China's Xi Jinping and Russia's Vladimir Putin on Thursday pledged a "new era" of partnership between the two most powerful rivals of the United States, which they cast as an aggressive Cold War hegemon sowing chaos across the world.
Xi greeted Putin on a red carpet outside the Great Hall of the People in Beijing, where they were hailed by marching People's Liberation Army soldiers, a 21-gun salute on Tiananmen Square and children waving the flags of China and Russia.
China and Russia declared a "no limits" partnership in February 2022 when Putin visited Beijing just days before he sent tens of thousands of troops into Ukraine, triggering the deadliest land war in Europe since World War II.
Xi, 70, and Putin, 71, signed a joint statement on Thursday about the "new era" that proclaimed opposition to the US on a host of security issues and a shared view on everything from Taiwan and Ukraine to North Korea and cooperation on new peaceful nuclear technologies and finance.
"The China-Russia relationship today is hard-earned, and the two sides need to cherish and nurture it," Xi told Putin.
"China is willing to ... jointly achieve the development and rejuvenation of our respective countries, and work together to uphold fairness and justice in the world."
Russia, waging war against NATO-supplied Ukrainian forces, and China, under pressure from a concerted US effort to counter its growing military and economic strength, increasingly have found common geopolitical cause.
Xi has told Putin the two have the chance to drive changes the world has not seen in a century, which many analysts see as an attempt to challenge a US-led global order.

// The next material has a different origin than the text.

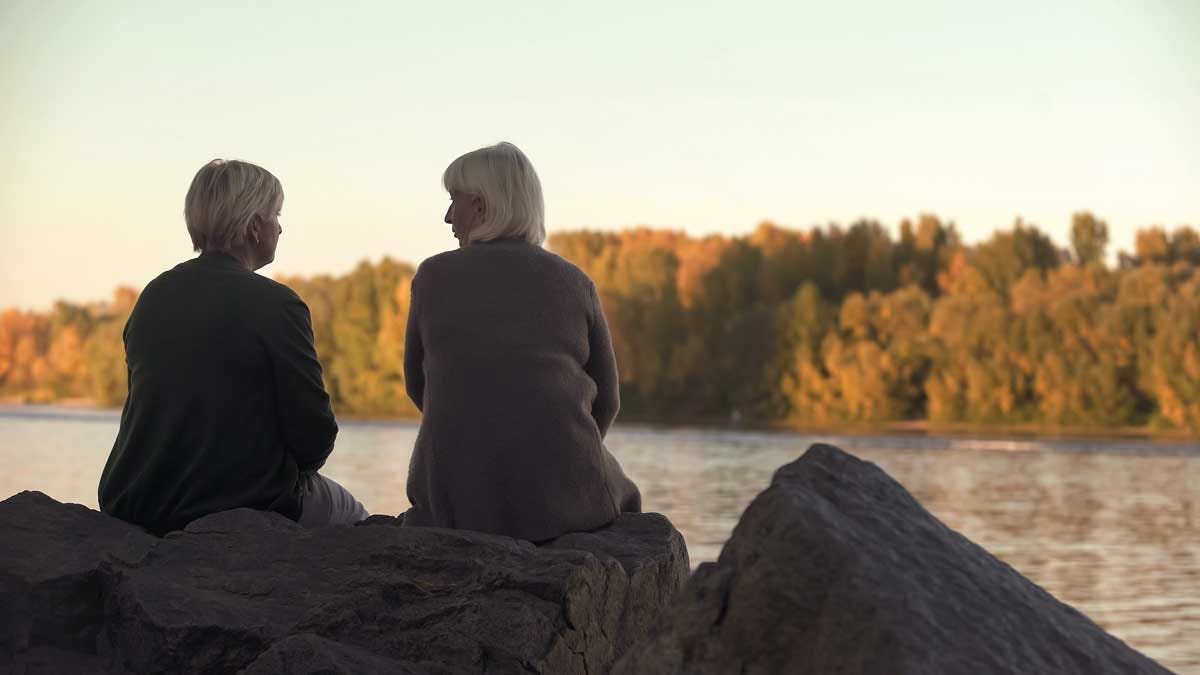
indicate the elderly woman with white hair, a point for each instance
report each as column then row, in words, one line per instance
column 227, row 407
column 509, row 358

Their governments, pushing back against perceived humiliations of the 1991 Soviet collapse and centuries of European colonial dominance of China, have sought to portray the West as decadent and in decline, with China challenging US supremacy in everything from quantum computing and synthetic biology to espionage and hard military power.

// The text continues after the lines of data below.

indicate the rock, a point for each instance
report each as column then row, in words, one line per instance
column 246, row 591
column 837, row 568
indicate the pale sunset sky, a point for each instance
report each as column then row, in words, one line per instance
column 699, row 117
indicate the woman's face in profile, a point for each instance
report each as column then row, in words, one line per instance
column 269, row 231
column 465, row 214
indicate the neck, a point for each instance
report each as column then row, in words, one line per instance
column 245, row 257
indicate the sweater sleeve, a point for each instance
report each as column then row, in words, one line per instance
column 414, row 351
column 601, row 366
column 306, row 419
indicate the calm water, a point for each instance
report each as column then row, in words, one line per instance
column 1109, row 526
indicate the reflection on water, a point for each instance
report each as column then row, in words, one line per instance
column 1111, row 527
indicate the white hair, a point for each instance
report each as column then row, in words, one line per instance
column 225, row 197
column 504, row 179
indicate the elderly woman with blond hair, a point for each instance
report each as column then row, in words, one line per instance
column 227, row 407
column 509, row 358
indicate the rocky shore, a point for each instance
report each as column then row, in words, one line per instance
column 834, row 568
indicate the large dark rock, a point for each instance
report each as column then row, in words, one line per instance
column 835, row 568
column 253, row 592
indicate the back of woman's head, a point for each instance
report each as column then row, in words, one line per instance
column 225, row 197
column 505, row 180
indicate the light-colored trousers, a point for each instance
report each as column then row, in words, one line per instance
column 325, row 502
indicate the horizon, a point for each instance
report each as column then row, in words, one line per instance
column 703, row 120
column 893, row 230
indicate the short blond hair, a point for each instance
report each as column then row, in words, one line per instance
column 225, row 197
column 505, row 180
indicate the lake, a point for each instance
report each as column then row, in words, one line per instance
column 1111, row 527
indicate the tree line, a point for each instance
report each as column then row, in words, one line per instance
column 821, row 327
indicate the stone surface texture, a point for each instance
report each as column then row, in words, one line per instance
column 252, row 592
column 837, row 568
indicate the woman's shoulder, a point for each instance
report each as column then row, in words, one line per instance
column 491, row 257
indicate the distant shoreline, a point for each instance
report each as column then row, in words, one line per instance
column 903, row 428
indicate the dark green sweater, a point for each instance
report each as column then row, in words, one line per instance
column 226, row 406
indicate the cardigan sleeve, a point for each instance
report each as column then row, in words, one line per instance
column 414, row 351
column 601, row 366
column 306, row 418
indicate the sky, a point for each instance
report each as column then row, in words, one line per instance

But China and Russia face their own challenges, including a slowing Chinese economy and an emboldened and expanding NATO following Russia's invasion of Ukraine.
Washington casts China as its biggest competitor and Russia as its biggest nation-state threat.
The US views both as authoritarian rulers who have quashed free speech and exerted tight control at home over the media and the courts. Biden has referred to Xi as a "dictator" and has said Putin is a "killer" and even a “crazy SOB.” Beijing and Moscow have scolded Biden for the comments.